At ~19,480%, Majesco Ltd’s interim dividend may have enticed you to add the stock to your investment portfolio. After all, it is the highest dividend payout ever declared by an Indian firm. While it would be a delightful sight to see a hefty dividend deposited in your bank balance, it makes sense to know the consequences as well.

In this article, we discuss how dividends affect stock prices, information that would help you make better investment decisions if you are not an existing shareholder of Majesco but are looking to buy the stock for its handsome dividends. In other words, you are resorting to dividend stripping.

About Majesco Ltd

Majesco Ltd is a software exporter. The company started out as an American subsidiary of Mumbai-based software provider Mastek in 2014. But it was spun off as a separate entity later.


The source of Majesco Ltd’s dividends

Earlier this year, Majesco Ltd sold its US arm to private equity firm Thoma Bravo for $594 mn. These proceeds account for the bulk of its revenues and profits, which the company is distributing as dividends. At the rate declared, each Rs 5 share would get a dividend of Rs 974.

But wait. Why did the company declare dividends when it could plough back the profits to expand its business? That’s a good question to ask before betting on Majesco Ltd.

Relevant dates of dividend declaration

  • Record date: 25th Dec 2020
  • Ex-dividend date: 23rd Dec 2020
  • Likely earliest dividend payment date: 30th Dec 2020

Should you buy Majesco for its attractive dividends?

Here are a few details you should know before buying Majesco Ltd to earn hefty dividends.


You attract tax on dividend

Dividend earned from a domestic company was exempt until 31st Mar 2020. However, starting Apr, dividends received are taxable in the hands of the receiver as per the applicable tax rate. So if you are an HNI, you would have a massive tax to forgo considering the applicable surcharge too. Moreover, dividend income also attracts TDS. So, if you are looking to invest in Majesco for dividends, you might as well be ready to pay taxes.

But as an existing shareholder looking to sell the stock, you would attract a long-term capital gains tax of 10% or a short-term capital gains tax of 15%. So if you are gripped by the dilemma of whether to stay invested in Majesco to benefit from its massive dividends or exit now and book profits, it is better to take a call after doing a cost-benefit analysis. That is, after ascertaining your probable tax liability in two cases.

Majesco’s stock prices could be impacted by dividends

Before buying Majesco Ltd or any dividend stock for that matter, it is best to understand how dividends impact the stock price. Here are some dividend dates you should be familiar with in order to make better-investing strategies.

Announcement date

The announcement date or the dividend declaration date is the date on which a company’s board of directors announces the next scheduled dividend.

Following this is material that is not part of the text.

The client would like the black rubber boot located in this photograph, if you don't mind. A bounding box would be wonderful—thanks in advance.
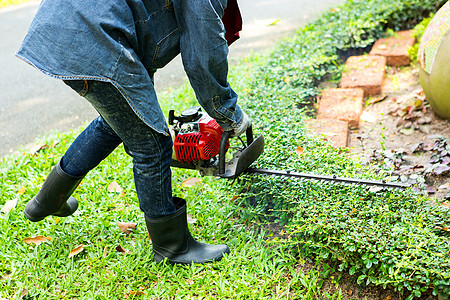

Impact of announcement date on dividends

Corporate actions impact stock prices. Likewise, any change in the dividend amount to be distributed as declared on the announcement date can cause volatility in the stock price. For instance, if for a year, a company declares a lower dividend or nothing compared to the previous years, investors may perceive that it is in financial turmoil. As a result, they may liquidate their investments in the stock as a defence mechanism. This sends the price tumbling down. Conversely, declaration of a higher or equivalent dividend would make investors want to buy the stock, thereby boosting its price.

Record date

This is the cut-off date set by the company to ascertain the shareholders that are eligible to receive the dividend. Ergo, if you are not a shareholder of the company as of this date, you are not eligible to receive the dividend.

Impact of record date on dividends and stock price

The record date doesn’t have an impact on dividends or stock price.

Ex-dividend date

Generally, the ex-dividend date falls on two business days prior to the record date. You will only receive the next dividend declared by a company if you buy a stock before the ex-dividend date. That is, if you buy a stock after the ex-dividend date, you won’t receive the dividend.

Impact of the ex-dividend date on dividends and stock price

Considering an attractive dividend payment, you may be willing to buy the stock even at a premium before the ex-dividend date so that you become eligible to receive it. This boosts the stock price, which may rally up till the ex-dividend date. Before this date, the stock price is cum-dividend. Meaning, the stock price reflects the reserve earmarked for the dividend. However, the price would fall on the ex-dividend date since the company’s reserves would be reduced by the amount of dividend declared.

So if Majesco’s cum-dividend stock price is Rs 600 and dividend per share is Rs 500, on the ex-dividend date, the stock price would fall to Rs 100. While this results in a capital loss, Section 94(7) of the income tax rules prohibit you from claiming the benefit. As per the section, a capital loss incurred on selling stocks that you bought within 3 months before the record date and sold them within 3 months after the record date, are not allowed to be set off to the extent of dividend received.

Payment date

This the date on which the company distributes the dividend to shareholders.

Impact of payment date on dividends and stock price

Just like the record date, the payment date doesn’t impact dividends or stock price.

Now that you have all the details you need to make an informed investment decision, think over and do what’s best for you.